This false-color image shows the Helix Nebula, which is the last gasp of a dying star. The nuclear reactions in the star's core are shutting down and the star is expelling its outer layers into space. They form a barrel, and we're looking "down" into the barrel. This combined infrared and ultraviolet image shows several shells of gas that have been expelled at different times. Dense knots of material form streaks that are pointing toward the center of the nebula. The streaks actually aim away from the center as radiation from the dying star erodes the knots. The pink glow in the center is especially hot gas that has been warmed by the star's core. [NASA/JPL/Caltech]
You are here
When a Sun-like star dies, it stages its own wake — a bright, colorful display that can last for tens of thousands of years.

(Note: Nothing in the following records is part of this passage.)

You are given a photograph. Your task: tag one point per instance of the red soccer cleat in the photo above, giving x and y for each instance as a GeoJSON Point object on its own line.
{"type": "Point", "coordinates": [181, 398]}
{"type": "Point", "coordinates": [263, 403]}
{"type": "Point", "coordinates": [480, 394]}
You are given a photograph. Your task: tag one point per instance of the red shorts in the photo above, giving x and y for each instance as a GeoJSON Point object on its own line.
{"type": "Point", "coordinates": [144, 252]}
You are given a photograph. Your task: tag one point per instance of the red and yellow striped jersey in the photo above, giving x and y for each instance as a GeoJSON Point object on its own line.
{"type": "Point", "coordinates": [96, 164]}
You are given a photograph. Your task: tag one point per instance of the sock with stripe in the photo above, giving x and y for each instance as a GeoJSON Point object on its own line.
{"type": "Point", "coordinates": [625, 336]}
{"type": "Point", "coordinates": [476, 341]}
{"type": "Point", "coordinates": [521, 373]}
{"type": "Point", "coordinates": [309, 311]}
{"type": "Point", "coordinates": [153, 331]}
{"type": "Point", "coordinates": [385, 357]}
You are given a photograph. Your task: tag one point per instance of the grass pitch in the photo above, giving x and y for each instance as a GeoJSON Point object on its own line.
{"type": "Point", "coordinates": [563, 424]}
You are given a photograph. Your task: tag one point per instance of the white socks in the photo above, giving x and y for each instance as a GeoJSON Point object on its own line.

A star that’s in the middle of that end-of-life display is in Aquarius, which is in the south at nightfall. The star has created the Helix Nebula, a double ring that looks like a giant eye. It’s been going for more than 10,000 years.
The star that created the Helix originally was a little bigger and more massive than the Sun. When it consumed all the nuclear fuel in its core, the nuclear reactions in the core shut down. The star then blew its outer layers of gas into space, creating the nebula. Radiation from the exposed core causes the nebula’s gas to glow.
The Helix is actually shaped like a barrel that’s tilted a bit, and we’re looking down through the center of it. So one of the two rings we see is the top of the barrel, while the other is the bottom.
The barrel spans two or three light-years. And its “wall” contains thousands of dense knots of dust. They’re being eroded by energy from the star’s core, so they look like long tadpoles, with the tails facing outward.
The core soon will settle down into its final phase of life: a hot but faint white dwarf, shining feebly into the cosmic night.
The Helix is visible through binoculars or a telescope. Look for it about half way between the orange planet Mars, which is in the south at nightfall, and the bright star Fomalhaut, to the lower left of Mars.